Não se mostrando violadas pelo Tribunal a quo as disposições legais enunciadas nas conclusões da motivação do recurso, mais não resta que julgar também improcedente esta questão e, consequentemente, negar provimento ao recurso.

       Decisão

 Nestes termos e pelos fundamentos expostos acordam os juízes do Tribunal da Relação de Coimbra em negar provimento ao recurso interposto pelo Ministério Público e manter o douto acórdão recorrido.

 Sem custas.


*

                                                                                                                                                                                                                                                                                                                                                                                                                                                                                                                                         *

(Certifica-se que o acórdão foi elaborado pelo relator e revisto pelos seus signatários, nos termos do art.94.º, n.º 2 do C.P.P.). 
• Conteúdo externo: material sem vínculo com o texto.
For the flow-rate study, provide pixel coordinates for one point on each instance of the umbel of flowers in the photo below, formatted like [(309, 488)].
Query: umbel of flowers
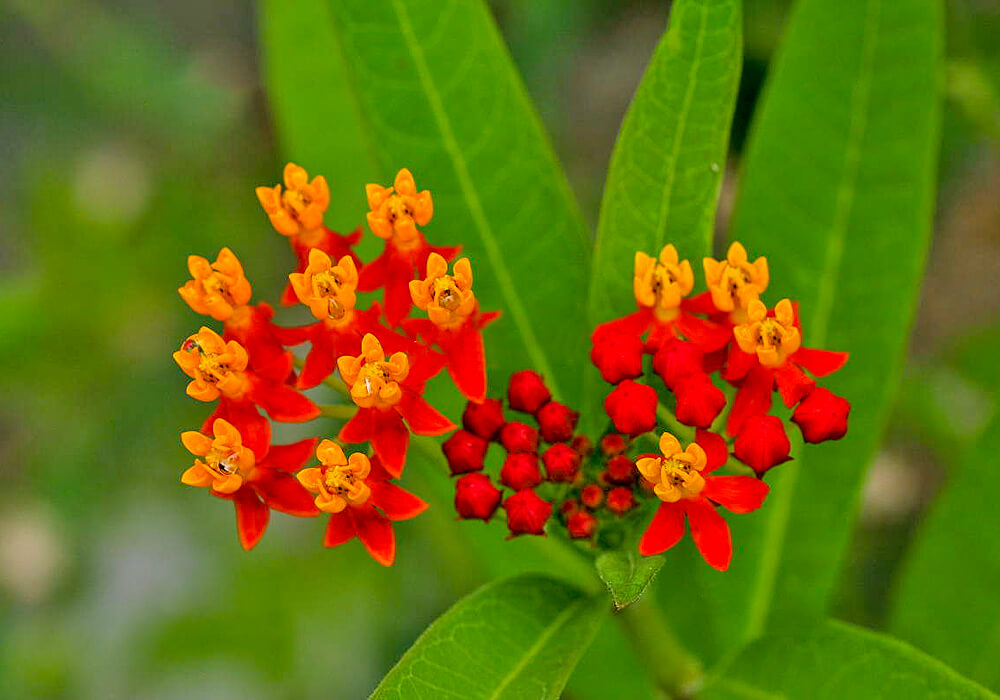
[(691, 383)]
                                                                 *

Coimbra, 13 de Janeiro de 2016

(Orlando Gonçalves – relator)

(Inácio Monteiro - adjunto)


[1]  Cfr. BMJ n.º 458º , pág. 98.
[2]  Cfr. CJ, ASTJ, ano VII, tomo I, pág. 247.
[3]  Cfr. Prof. Germano Marques da Silva, Curso de Processo Penal, III, Verbo, 2ª edição, pág. 350.
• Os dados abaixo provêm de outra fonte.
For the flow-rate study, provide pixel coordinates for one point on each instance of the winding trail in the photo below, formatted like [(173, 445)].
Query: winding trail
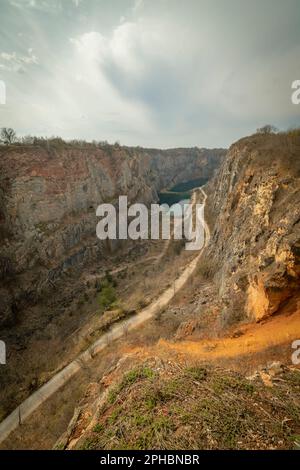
[(28, 406)]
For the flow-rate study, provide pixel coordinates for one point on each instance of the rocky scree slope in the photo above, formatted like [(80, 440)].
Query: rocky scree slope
[(255, 245), (48, 200)]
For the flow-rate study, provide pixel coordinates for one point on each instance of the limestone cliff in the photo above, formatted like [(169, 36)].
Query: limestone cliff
[(255, 246), (48, 199)]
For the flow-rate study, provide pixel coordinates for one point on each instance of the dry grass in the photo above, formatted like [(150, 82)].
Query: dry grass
[(197, 408)]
[4]Cfr. Prof. Taipa de carvalho, in “ Comentário Conimbricense do Código Penal”, Tomo I, Coimbra Editora, 2.ª edição, pág.s 568 e 569.
[5]Comentário Conimbricense do Código Penal , 2.ª edição, pág. 718 a 720.
[6]Comentário do Código Penal, Universidade Católica Editora, 2.ª edição, UCE, pág. 504.

[7]Cfr. entre outros, o acórdão do TRC de 27-06-2012: «O arguido que, procurando um local isolado, sem casas nem pessoas por perto, dentro do seu automóvel agarra com força o braço da ofendida, beija-a na cara ao mesmo tempo que, com a sua mão livre, lhe acaricia os seios, pratica, por meio de violência, ato sexual de relevo e, assim, o crime de coação sexual.» e o acórdão do TRP de 13-03-2013 : « I. Acto sexual é o comportamento que objectivamente assume um conteúdo ou significado reportado ao domínio da sexualidade da vítima, podendo estar presente um intuito libidinoso do agente, conquanto a incriminação persista sem esse intuito. II. Considera-se acto sexual de relevo o comportamento pelo qual um homem adulto dá beijos na boca, mexe nos seios, mexe na vagina de uma menor de doze anos, ainda que por sobre a roupa, e lhe exibe o pénis, perguntando-lhe se gostava do que tinha visto.». www.dgsi.pt.


[8] Obra citada, pág. 834.
[9] Obra citada, pág. 837.
[10] Obra citada, pág. 838.
[11] Obra citada, pág. 538
[12]“Notas substantivas sobre os crimes sexuais com vítimas menores de idade”, in Revista do CEJ, n.º 15, pág. 234.